There’s little incentive to discount for two: most of my work is in cleaning the bathroom and kitchenette. Whether a surface was used by two or four, I still have to clean it.

It also means I’m not asking about bedding arrangements - the suite is set up and paid for four - they can use all or none of it. Surprisingly often a couple will sleep in separate beds (25-40% sounds about right!), so I’m not put out if they use a twin bed in addition to the queen.

As @Brandt says, it doesn’t make sense to block a higher paying reservation of four with a lower value booking of two. If you find your calendar isn’t as full as you’d like, you might consider adding a linked, duplicate listing that discounts for smaller groups for last minute dates.
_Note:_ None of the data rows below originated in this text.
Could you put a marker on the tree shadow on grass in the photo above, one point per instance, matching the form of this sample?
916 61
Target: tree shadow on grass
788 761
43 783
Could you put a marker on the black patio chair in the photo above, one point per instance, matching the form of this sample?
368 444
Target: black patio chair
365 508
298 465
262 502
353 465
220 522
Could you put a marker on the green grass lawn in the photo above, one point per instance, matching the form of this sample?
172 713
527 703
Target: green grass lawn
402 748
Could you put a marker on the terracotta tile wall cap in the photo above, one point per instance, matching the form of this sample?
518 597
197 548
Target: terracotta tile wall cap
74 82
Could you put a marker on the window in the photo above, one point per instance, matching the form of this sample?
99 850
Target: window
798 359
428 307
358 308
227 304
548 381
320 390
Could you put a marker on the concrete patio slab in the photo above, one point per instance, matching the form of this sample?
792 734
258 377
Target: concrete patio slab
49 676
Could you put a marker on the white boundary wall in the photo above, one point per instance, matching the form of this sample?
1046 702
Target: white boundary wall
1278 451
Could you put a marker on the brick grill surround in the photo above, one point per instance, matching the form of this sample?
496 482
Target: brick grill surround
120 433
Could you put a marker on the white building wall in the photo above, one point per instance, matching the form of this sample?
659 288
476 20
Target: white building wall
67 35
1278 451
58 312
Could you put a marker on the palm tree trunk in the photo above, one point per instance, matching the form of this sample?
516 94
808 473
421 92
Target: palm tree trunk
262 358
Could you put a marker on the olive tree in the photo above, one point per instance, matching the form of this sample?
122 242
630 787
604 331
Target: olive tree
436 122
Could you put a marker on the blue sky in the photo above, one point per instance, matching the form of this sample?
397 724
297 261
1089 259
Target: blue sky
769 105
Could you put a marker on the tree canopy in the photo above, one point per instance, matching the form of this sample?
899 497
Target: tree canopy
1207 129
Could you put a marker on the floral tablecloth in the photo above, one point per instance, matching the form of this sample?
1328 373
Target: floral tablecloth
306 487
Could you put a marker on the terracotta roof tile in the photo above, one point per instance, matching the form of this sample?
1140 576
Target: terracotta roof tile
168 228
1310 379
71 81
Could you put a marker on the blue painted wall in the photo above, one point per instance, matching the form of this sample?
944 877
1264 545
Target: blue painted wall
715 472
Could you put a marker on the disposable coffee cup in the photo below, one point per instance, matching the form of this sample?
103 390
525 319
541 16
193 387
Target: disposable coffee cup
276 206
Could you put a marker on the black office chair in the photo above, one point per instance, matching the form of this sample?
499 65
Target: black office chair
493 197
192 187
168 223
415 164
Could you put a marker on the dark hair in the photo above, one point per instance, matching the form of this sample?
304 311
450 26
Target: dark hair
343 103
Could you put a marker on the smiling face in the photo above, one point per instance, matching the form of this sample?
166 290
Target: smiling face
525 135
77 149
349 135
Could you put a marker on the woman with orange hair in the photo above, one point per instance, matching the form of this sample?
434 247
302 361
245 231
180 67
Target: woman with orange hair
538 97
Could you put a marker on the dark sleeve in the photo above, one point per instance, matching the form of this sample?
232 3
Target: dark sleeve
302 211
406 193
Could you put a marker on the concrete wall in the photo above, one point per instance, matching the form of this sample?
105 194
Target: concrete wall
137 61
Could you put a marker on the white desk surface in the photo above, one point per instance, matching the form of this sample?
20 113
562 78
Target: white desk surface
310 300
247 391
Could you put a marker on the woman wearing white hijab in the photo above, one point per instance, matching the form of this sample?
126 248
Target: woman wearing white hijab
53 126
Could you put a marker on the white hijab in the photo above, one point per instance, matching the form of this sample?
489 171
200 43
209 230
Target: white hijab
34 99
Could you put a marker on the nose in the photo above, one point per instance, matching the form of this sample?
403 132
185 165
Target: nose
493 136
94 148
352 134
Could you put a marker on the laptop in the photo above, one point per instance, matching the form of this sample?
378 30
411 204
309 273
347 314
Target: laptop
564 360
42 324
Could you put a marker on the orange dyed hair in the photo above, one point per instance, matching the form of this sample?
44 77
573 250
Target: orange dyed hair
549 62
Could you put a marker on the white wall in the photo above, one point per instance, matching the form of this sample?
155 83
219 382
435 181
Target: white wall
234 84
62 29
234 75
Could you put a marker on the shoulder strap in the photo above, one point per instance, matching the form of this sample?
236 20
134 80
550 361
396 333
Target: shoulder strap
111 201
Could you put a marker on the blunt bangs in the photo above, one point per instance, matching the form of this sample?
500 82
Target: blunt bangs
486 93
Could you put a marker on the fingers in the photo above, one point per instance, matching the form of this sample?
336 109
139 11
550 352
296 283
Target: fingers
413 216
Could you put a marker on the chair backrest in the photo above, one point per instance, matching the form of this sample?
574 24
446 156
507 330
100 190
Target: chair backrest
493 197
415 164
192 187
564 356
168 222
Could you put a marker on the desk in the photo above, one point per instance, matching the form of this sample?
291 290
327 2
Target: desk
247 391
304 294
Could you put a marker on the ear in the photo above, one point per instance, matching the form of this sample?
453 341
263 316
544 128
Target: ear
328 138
@spkrause - We start our home at a lower price for 2 people, and add a per-night charge of $40 per person up to our max occupancy of six (three bedrooms).

We do this because the number of travelers booking vacation rentals in our area is fairly small. There are just not enough groups of 6 to keep us, and the rest of the larger homes, anywhere near full. Since our area is a huge honeymoon (and anniversary) location, we need to price to attract some of that group that is willing to splurge a bit and get a private home.

Whether it makes sense for you will depend on your market.

I mostly get couples so price for 2 then $25 pppn extra up to 4. I noticed one site, HomeAway perhaps, which lets you price for the maximum then offer discounts for less people.